The Bach/Beatles Project, Washington Ballet, Kennedy Center Eisenhower Theater, Washington

The evening-long project matches Septime Webre's State of Wonder, a new ballet set on J. S. Bach's enticing Goldberg Variations, with Trey McIntyre's Always, No Sometimes, a premiere set on a suite of songs (good, bad, and indifferent) by The Beatles.

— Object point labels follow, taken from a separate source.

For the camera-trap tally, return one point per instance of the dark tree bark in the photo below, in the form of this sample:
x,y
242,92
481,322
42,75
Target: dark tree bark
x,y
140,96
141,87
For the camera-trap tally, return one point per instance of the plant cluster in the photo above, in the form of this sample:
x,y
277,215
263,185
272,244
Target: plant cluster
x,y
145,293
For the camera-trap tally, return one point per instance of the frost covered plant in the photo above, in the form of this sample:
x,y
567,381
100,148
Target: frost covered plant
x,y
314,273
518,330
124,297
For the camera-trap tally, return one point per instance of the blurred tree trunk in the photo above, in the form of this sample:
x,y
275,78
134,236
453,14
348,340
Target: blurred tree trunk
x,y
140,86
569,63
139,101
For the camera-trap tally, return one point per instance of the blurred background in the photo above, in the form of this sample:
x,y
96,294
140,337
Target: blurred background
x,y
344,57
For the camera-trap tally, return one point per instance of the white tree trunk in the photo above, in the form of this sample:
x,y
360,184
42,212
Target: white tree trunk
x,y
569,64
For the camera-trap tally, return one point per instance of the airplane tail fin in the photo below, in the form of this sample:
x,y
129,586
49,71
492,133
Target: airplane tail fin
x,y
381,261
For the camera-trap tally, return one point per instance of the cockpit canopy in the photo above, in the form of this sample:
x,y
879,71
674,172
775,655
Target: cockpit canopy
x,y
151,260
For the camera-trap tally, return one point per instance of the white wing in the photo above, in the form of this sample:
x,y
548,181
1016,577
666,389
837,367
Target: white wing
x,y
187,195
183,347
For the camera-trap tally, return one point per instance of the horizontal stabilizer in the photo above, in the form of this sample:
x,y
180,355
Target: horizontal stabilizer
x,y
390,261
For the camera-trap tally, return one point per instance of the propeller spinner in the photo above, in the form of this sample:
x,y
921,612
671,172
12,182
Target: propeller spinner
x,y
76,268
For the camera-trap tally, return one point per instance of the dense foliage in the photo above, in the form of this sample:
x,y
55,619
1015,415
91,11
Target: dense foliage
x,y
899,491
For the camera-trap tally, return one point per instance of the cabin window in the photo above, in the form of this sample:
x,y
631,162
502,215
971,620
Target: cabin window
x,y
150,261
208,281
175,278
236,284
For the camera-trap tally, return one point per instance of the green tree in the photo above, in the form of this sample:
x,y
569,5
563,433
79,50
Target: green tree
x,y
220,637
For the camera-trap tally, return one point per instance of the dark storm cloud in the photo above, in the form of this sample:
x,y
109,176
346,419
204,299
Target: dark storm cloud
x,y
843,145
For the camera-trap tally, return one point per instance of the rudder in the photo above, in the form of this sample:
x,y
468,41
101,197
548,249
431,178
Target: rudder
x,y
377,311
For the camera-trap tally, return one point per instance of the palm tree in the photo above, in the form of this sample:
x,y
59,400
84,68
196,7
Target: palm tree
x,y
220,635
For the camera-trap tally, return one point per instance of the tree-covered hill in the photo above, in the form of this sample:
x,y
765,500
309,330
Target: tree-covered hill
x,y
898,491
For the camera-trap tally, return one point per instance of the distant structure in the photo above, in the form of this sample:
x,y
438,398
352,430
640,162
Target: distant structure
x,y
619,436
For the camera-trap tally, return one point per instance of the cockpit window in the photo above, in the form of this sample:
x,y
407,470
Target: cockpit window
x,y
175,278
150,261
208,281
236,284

Webre has the more daunting task: to find 32 different choreographic colors for Bach's collection of keyboard pieces—an air, 30 variations on that air, and a restatement. He goes about by dividing the work roughly into thirds, with three separate costume plots and a different keyboard playing the music. The first third, danced to the canonical recordings by Glenn Gould, stresses athleticism. Men and women alike wear boy shorts and the dancing is very fast indeed. But some of the variations are so brief that a dance gets going and then it's over: the momentum is lost. The middle third sets live harpsichord accompaniment (by Scott Detra) against a more sensual dancing: the costumes are drapey, with the men in bare chests and long skirts with lots of fullness. The final third could be called a return to elegance: the women finally get up on their pointes and wear long gowns with ballerina skirts, and the live music comes from a cool piano played by Ralitza Patcheva. Variation 25, with pairs work by Michele Jimenez and Luis Torres, is a beautiful ache.

Unfortunately, the piece as a whole gives off an unfinished, unsharp feeling. Variation 27 was not danced, and Webre struggles to make each variation distinct. His trick of making a passage be about rolling something into place (in this case, a keyboardist on a platform) , used so effectively in his Carmina Burana, here just looks like filler.

McIntyre does better with his task of writing for the Beatles songs (though there was some post-press rearrangement of material here as well). Three pairs dance a spirited "Ballad of John and Yoko," Jason Hartley and Jonathan Jordan dance one of their several fine duets of the evening to "Got to Get You into My Life," and McIntyre finds a range of expression to match the episodic "A Day in the Life," the evening's closer.